Flora Mozart está programada para despontar neste horto em meados de abril. Deve carregar o signo de Touro. Marulino, o avô do Imperador Adriano, acreditava nos astros. Sem convicções nem fé, o avô de Flora Mozart ainda assim tem confiança de que essa menina vai nascer trazendo as características de paciência, bom gosto, sensibilidade e um pouco de teimosia. Herdando do pai o espírito melodioso, deverá ter uma vida suave e harmoniosa. Em conformidade com o almanaque de Madame Preciosa, a taurina desta fase combina o elemento terra com a lua, o que leva ao desenvolvimento de personalidade segura e generosa. Se tiver o planeta Vênus como regente, será afetuosa, gentil e delicada.
Delineado seu Mapa Astral, minha atenção lírica concentra-se no domicílio de Flora Mozart, jardim onde ela vai crescer e desenvolver seu ego botânico e sua fitologia. Sendo uma flor nordestina, teria o nome científico de Flora Brasiliensis Africum. Do avô talvez ganhe traços do perfil que fez de mim o compadre Manuel Batista: “Fábio Mozart foi um cara que por aqui passou, meio louco, meio sereno, meio avoador, meio excêntrico, meio líder, meio sério, meio violador de costumes”. Sobre o ecossistema onde viverá Flora, reorganizo a poesia de Águia Mendes: “Há quatrocentos anos eu sonho uma casa no mundo, alcova com beira-mar, retreta lunar, pomares em órbita, sala de estar com sol poente, terraços com auroras boreais e montanhas carnavais”.
Quando nasceu meu primeiro neto, Ravi, filho do meu outro filho Arnaud Neto, eu escrevi na Toca do Leão: “Todas as noites eu penso em tempos de bem virá, como na canção de Geraldo Vandré, e faço oração silenciosa a uma divindade não neurotizante para que sejam ditosos os futuros dias das minhas pessoas e instituições queridas, quando seu tempo não for o meu tempo, mas que de alguma forma eu esteja perpetuado na genética dos parentes ou na corrente eterna dos adeptos das paixões inexplicáveis por um time de futebol, por exemplo.

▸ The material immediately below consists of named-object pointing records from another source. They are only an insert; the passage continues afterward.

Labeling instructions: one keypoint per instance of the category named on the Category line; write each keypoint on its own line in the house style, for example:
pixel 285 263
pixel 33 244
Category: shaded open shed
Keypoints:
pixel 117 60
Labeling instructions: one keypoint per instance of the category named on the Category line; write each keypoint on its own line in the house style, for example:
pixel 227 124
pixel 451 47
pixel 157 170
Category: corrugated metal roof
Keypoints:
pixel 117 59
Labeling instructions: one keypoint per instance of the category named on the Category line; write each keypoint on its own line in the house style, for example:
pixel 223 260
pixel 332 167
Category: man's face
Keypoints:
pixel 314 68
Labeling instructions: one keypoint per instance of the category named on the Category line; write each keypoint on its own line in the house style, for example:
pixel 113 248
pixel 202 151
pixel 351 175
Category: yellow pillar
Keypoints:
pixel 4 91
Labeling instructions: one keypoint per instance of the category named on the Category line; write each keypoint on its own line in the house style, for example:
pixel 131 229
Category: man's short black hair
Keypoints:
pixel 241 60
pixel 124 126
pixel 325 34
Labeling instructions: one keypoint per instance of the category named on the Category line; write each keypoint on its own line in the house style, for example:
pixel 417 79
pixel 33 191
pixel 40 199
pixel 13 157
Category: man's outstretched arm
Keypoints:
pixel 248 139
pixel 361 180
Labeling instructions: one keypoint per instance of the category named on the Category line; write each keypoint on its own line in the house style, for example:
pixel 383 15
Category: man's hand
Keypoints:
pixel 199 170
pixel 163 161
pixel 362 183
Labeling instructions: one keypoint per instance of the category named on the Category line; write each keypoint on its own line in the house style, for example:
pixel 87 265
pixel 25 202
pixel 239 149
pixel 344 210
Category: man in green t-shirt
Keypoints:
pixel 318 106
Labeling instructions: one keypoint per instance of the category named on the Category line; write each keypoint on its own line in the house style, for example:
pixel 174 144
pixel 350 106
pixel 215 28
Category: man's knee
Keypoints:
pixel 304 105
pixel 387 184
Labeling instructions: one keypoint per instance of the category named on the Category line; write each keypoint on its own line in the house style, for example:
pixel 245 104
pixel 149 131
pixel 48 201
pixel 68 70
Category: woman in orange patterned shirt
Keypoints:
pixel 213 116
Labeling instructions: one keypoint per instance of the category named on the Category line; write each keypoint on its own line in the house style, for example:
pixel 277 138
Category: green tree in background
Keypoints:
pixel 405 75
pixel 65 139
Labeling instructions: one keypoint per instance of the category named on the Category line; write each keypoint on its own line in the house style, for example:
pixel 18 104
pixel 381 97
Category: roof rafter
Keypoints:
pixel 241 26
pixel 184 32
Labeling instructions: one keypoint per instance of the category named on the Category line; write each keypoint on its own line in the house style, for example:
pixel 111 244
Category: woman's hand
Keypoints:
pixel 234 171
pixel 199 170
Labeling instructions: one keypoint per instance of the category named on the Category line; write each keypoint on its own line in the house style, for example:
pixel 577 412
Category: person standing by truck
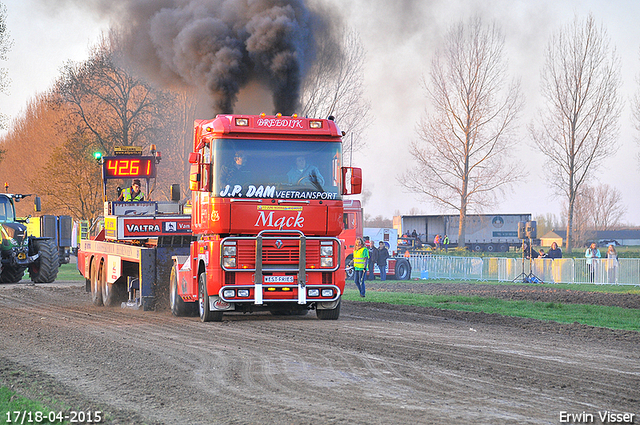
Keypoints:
pixel 383 254
pixel 592 253
pixel 133 193
pixel 360 260
pixel 373 259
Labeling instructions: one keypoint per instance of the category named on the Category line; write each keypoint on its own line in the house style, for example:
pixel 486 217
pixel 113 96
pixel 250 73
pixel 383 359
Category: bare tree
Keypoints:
pixel 71 181
pixel 601 207
pixel 462 157
pixel 579 126
pixel 334 87
pixel 112 105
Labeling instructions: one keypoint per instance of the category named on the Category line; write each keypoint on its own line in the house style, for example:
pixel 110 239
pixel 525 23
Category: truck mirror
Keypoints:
pixel 352 180
pixel 194 177
pixel 175 192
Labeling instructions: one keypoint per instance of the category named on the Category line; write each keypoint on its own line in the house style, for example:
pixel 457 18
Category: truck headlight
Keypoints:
pixel 327 292
pixel 326 251
pixel 229 250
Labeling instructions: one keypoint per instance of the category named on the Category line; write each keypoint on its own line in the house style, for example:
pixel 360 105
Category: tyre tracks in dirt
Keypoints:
pixel 375 365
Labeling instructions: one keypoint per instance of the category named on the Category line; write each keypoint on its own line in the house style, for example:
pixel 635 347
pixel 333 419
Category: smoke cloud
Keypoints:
pixel 219 46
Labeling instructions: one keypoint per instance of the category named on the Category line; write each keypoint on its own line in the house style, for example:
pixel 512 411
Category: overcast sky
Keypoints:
pixel 400 38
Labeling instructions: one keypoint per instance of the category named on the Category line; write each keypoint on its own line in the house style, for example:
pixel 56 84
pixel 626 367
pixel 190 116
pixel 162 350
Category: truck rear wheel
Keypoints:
pixel 178 306
pixel 111 292
pixel 45 268
pixel 11 274
pixel 96 283
pixel 332 314
pixel 206 315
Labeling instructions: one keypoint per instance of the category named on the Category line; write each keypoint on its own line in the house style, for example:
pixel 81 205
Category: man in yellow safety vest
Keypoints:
pixel 360 261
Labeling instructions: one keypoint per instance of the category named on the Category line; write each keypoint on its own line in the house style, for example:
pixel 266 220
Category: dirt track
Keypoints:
pixel 376 365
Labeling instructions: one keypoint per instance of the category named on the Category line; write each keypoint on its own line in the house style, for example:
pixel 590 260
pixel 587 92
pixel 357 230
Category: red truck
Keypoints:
pixel 267 211
pixel 262 233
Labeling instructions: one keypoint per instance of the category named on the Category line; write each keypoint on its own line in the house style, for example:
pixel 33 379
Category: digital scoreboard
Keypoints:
pixel 128 167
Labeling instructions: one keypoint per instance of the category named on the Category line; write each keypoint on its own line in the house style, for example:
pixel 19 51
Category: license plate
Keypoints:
pixel 278 279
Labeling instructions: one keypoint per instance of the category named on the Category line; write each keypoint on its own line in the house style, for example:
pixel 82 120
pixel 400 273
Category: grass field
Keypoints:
pixel 17 409
pixel 592 315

A gente se inventa e se descobre humano quando interage com esses apegos. Mesmo embalado na minha desesperança e falta de fé na humanidade, uma miragem profícua mostra os dias de amanhã mais felizes para os que são sagradamente meus.
Resumindo: cinquenta anos depois que eu morrer, ninguém se lembrará de mim, mas meu neto Ravi certamente estará dando seu esforço para melhorar o mundo e meu glorioso Fogão estará seguindo sua trilha de imortalidade esportiva.

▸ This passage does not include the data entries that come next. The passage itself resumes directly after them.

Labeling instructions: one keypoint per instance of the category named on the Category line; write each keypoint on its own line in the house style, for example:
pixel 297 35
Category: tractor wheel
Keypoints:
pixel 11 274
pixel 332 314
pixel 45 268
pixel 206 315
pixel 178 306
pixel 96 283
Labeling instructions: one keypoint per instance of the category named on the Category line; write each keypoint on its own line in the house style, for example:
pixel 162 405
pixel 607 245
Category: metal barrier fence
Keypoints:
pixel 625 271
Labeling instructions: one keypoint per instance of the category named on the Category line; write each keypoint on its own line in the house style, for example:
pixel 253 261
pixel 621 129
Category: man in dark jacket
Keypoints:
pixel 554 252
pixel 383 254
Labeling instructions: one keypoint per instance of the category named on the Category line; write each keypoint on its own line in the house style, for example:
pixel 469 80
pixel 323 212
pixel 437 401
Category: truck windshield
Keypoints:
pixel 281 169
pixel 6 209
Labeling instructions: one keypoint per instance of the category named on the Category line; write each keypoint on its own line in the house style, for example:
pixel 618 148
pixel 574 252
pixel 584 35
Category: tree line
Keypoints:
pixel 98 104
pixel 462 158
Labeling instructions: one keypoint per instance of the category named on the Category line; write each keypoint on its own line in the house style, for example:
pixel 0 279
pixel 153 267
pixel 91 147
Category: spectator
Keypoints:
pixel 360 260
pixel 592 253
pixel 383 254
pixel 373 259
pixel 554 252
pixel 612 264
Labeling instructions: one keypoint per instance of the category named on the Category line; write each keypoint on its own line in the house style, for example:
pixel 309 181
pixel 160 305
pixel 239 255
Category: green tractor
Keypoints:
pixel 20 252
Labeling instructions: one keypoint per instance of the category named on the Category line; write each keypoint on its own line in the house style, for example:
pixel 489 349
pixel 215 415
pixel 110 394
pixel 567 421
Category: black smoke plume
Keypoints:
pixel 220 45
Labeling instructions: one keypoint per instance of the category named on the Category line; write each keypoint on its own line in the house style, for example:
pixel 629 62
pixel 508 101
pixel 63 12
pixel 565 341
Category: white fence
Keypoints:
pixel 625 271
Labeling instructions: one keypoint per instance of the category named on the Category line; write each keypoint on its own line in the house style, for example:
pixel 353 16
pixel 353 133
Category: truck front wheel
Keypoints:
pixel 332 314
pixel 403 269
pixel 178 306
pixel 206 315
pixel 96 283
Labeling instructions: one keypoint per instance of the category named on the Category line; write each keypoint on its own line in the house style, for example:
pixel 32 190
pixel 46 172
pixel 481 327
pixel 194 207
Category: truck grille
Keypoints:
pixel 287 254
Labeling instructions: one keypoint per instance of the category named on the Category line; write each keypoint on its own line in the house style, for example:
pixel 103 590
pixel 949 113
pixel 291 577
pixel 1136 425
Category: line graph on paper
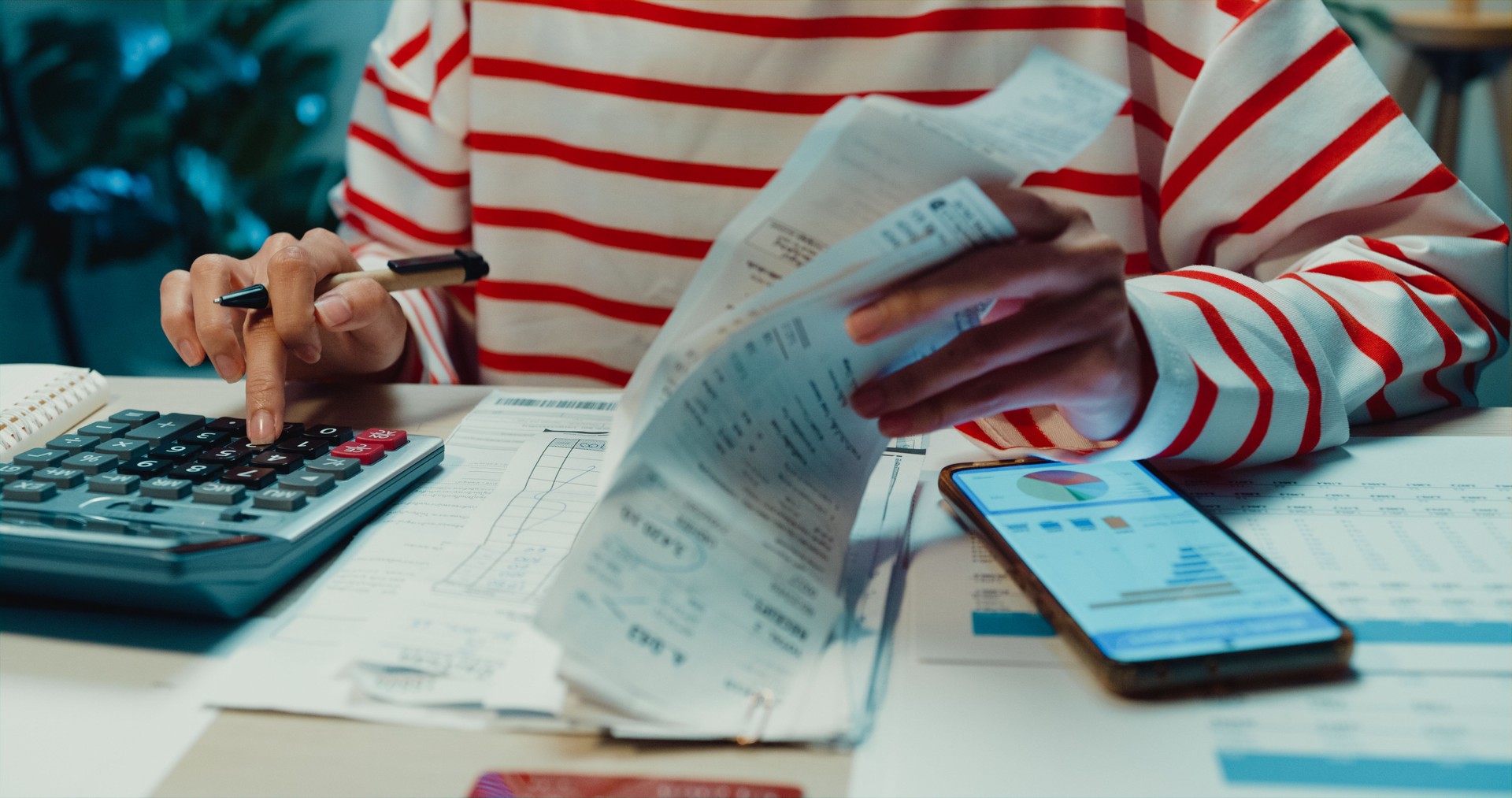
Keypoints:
pixel 525 531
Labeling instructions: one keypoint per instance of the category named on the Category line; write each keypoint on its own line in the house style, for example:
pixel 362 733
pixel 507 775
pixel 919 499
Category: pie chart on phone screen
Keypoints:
pixel 1063 487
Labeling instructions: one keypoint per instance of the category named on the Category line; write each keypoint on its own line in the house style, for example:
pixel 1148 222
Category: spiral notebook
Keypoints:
pixel 39 403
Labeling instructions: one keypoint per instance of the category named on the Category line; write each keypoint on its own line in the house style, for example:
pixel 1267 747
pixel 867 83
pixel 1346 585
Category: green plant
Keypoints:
pixel 133 139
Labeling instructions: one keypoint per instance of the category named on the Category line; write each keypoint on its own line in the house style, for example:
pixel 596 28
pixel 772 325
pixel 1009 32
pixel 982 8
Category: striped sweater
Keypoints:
pixel 1298 258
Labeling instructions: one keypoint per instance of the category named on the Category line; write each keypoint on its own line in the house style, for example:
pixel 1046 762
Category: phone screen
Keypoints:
pixel 1142 572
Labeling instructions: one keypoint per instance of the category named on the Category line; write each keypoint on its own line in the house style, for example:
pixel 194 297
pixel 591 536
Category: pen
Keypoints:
pixel 421 273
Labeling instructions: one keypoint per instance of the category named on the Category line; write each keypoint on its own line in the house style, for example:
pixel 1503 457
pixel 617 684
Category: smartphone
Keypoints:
pixel 1153 592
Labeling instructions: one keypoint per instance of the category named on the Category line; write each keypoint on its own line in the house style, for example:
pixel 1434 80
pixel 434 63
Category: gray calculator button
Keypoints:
pixel 64 478
pixel 133 418
pixel 91 463
pixel 307 482
pixel 120 484
pixel 29 490
pixel 218 493
pixel 123 447
pixel 39 458
pixel 279 499
pixel 164 487
pixel 75 444
pixel 339 467
pixel 167 426
pixel 103 429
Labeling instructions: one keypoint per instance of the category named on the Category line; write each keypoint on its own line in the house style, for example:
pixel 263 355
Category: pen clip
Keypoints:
pixel 756 717
pixel 472 263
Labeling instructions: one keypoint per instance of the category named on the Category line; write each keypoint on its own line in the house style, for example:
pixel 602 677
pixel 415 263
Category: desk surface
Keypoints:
pixel 253 753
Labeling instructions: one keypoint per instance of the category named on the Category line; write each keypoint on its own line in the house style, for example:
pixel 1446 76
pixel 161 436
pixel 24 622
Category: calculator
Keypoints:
pixel 180 513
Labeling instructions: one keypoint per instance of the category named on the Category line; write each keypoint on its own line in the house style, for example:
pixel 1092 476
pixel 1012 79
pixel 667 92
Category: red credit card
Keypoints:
pixel 536 785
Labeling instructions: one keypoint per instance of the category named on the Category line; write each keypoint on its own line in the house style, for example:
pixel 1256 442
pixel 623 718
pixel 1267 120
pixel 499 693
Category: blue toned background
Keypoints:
pixel 156 130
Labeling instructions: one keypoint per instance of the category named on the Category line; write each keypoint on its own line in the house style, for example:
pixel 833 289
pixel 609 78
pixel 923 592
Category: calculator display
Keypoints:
pixel 1142 572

A nossa geração, que passou por tantas provações, tem o dever de pensar no futuro com esse olhar crédulo. Enquanto isso, ficamos aqui gemendo as dores da idade, mas ainda aprendendo, lendo, colecionando camaradas, gritando gol e fluindo a afeição dessas criaturinhas milagrosas como só sabem ser os pirralhos.

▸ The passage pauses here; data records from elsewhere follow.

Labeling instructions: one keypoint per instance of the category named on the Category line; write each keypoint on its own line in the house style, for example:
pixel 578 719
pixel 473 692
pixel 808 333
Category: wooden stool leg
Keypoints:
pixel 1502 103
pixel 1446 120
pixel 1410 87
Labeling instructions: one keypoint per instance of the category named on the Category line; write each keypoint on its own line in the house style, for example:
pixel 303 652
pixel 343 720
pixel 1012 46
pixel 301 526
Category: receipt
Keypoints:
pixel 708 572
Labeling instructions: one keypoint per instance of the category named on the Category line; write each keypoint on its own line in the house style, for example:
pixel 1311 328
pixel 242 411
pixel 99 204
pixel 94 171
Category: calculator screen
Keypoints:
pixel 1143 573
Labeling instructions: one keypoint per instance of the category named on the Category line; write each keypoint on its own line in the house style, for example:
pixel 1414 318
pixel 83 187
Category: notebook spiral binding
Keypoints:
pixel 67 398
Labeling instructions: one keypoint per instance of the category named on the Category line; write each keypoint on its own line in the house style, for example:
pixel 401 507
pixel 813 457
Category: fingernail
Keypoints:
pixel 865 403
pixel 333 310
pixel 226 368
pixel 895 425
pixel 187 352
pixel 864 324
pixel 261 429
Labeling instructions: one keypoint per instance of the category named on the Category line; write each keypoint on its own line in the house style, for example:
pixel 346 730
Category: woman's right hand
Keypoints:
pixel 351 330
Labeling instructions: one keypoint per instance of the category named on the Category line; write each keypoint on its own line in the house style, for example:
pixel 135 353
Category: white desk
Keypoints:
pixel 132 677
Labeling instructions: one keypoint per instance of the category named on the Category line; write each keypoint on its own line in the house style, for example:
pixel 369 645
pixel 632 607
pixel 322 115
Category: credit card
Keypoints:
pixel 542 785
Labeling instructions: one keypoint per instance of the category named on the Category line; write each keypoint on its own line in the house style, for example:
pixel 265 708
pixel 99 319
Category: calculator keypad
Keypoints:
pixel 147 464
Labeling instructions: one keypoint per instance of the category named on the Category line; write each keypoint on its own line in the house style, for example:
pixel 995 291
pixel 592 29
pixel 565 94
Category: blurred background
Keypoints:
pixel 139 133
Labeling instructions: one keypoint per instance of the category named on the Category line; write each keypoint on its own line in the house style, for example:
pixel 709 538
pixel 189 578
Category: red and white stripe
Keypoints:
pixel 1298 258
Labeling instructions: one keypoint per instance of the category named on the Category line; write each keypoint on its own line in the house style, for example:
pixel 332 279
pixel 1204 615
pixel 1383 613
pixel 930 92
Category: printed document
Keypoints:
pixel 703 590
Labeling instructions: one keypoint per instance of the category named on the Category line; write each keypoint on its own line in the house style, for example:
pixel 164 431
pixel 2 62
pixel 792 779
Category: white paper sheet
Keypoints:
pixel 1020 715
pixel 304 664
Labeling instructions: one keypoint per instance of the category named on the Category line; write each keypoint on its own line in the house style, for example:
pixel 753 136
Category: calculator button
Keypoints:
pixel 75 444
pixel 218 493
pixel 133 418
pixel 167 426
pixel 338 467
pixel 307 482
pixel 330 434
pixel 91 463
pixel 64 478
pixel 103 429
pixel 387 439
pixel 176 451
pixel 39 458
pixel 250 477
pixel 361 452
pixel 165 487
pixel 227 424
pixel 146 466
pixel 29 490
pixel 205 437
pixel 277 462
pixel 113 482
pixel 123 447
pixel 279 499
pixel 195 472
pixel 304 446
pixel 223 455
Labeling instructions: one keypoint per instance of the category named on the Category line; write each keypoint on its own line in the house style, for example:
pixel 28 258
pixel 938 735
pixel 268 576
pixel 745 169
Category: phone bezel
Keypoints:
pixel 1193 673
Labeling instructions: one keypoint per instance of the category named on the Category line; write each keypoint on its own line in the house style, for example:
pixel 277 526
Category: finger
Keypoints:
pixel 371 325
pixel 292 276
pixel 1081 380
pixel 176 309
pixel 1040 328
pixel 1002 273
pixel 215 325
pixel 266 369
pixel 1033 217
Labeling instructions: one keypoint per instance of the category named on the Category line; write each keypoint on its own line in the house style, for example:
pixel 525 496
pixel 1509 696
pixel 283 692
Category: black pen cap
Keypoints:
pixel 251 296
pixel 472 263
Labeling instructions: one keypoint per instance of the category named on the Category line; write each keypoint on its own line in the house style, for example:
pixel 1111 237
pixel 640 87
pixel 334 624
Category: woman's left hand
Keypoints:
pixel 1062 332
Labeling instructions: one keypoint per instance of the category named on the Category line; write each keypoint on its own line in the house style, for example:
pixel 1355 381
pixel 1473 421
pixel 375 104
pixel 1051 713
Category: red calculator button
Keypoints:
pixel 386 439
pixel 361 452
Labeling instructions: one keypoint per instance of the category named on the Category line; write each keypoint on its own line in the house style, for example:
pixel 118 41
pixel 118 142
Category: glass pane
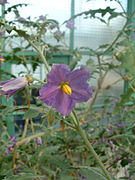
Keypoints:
pixel 92 32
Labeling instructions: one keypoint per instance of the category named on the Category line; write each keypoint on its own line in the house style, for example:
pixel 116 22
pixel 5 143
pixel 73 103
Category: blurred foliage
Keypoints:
pixel 110 128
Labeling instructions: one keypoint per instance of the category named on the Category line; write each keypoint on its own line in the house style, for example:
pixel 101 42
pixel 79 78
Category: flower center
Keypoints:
pixel 11 149
pixel 2 60
pixel 66 88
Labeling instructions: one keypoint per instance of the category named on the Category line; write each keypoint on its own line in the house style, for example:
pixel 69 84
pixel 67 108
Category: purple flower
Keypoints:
pixel 12 145
pixel 1 60
pixel 120 125
pixel 64 88
pixel 42 18
pixel 115 100
pixel 52 26
pixel 126 108
pixel 111 145
pixel 104 140
pixel 129 160
pixel 80 175
pixel 58 35
pixel 12 86
pixel 21 20
pixel 2 2
pixel 70 24
pixel 39 141
pixel 2 33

Outro dia acordei e tinha sessenta anos. Percebi na ocasião que eu não sou intelectual, poeta talentoso ou sabedor do bê-á-bá de qualquer ciência do conhecimento humano. Sou apenas um sobrevivente da terceira idade arrumando as malas para atravessar o grande rio. À margem, deixo uma carga considerável de encantamentos e ideais, alguns concretos, muitos sonhados. De tangível, apenas os seres procriados que continuarão a linha ascendente da dinastia Mozart. É uma profanação não me sentir grato por esses prodígios da vida”.